Coherent spin rotations in open driven double quantum dots

TL;DR

This paper investigates how combined DC and AC magnetic fields influence charge and spin behavior in double quantum dots, revealing mechanisms for coherent spin control and current blockade useful for quantum information applications.

Contribution

It introduces a detailed analysis of spin dynamics under crossed magnetic fields, demonstrating new methods for controlling and measuring spin states via tunneling current in quantum dots.

Findings

Coherent spin rotations occur in double quantum dots under specific magnetic conditions.

Electronic trapping in triplet states can be lifted by spin relaxation or Zeeman splitting differences.

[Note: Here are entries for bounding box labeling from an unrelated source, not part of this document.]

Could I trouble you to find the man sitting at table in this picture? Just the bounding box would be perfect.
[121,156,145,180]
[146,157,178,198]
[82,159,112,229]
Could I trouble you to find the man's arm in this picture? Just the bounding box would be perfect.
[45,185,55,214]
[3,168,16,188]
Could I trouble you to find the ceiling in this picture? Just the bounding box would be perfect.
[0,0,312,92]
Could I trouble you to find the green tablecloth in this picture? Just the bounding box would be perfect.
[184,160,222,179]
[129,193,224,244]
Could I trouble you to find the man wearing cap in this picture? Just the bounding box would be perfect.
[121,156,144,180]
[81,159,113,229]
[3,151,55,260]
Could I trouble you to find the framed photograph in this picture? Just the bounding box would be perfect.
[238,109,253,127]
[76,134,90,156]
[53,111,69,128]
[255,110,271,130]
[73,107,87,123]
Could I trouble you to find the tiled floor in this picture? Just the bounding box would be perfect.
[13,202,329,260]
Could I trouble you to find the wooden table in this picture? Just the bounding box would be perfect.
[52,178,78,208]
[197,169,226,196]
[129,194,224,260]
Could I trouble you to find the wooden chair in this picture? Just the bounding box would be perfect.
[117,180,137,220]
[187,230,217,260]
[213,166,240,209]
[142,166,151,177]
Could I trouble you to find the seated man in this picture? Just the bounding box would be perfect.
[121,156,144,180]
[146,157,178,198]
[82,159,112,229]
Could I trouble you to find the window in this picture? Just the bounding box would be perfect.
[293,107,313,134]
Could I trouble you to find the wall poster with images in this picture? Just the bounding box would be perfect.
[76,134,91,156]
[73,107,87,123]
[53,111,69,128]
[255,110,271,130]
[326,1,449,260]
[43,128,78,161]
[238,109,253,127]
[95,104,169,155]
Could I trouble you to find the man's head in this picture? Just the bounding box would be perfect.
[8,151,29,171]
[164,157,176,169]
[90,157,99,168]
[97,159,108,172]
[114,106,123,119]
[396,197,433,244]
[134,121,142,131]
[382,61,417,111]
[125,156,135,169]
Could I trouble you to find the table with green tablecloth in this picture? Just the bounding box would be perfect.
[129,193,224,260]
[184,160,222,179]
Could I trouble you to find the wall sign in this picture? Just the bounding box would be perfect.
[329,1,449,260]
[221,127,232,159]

Resonant bichromatic fields enable coherent superpositions and current blockade detection.

Abstract

We analyze the charge and spin dynamics in a DC biased double quantum dot driven by crossed DC and AC magnetic fields. In this configuration, spatial delocalization due to inter-dot tunnel competes with intra-dot spin rotations induced by the time dependent magnetic field, giving rise to a complicated time dependent behavior of the tunnelling current. When the Zeeman splitting has the same value in both dots and spin flip is negligible, the electrons remain in the triplet subspace (dark subspace) performing coherent spin rotations and the current does not flow. This electronic trapping is removed either by finite spin relaxation or when the Zeeman splitting is different in each quantum dot. In the first case, our results show that measuring the current will allow to get information on the spin relaxation time. In the last case, we will show that applying a resonant bichromatic magnetic field, the electrons become trapped in a coherent superposition of states and electronic transport is blocked. Then, manipulating AC magnetic fields, electrons are driven to perform coherent spin rotations which can be unambiguously detected by direct measurement of the tunneling current.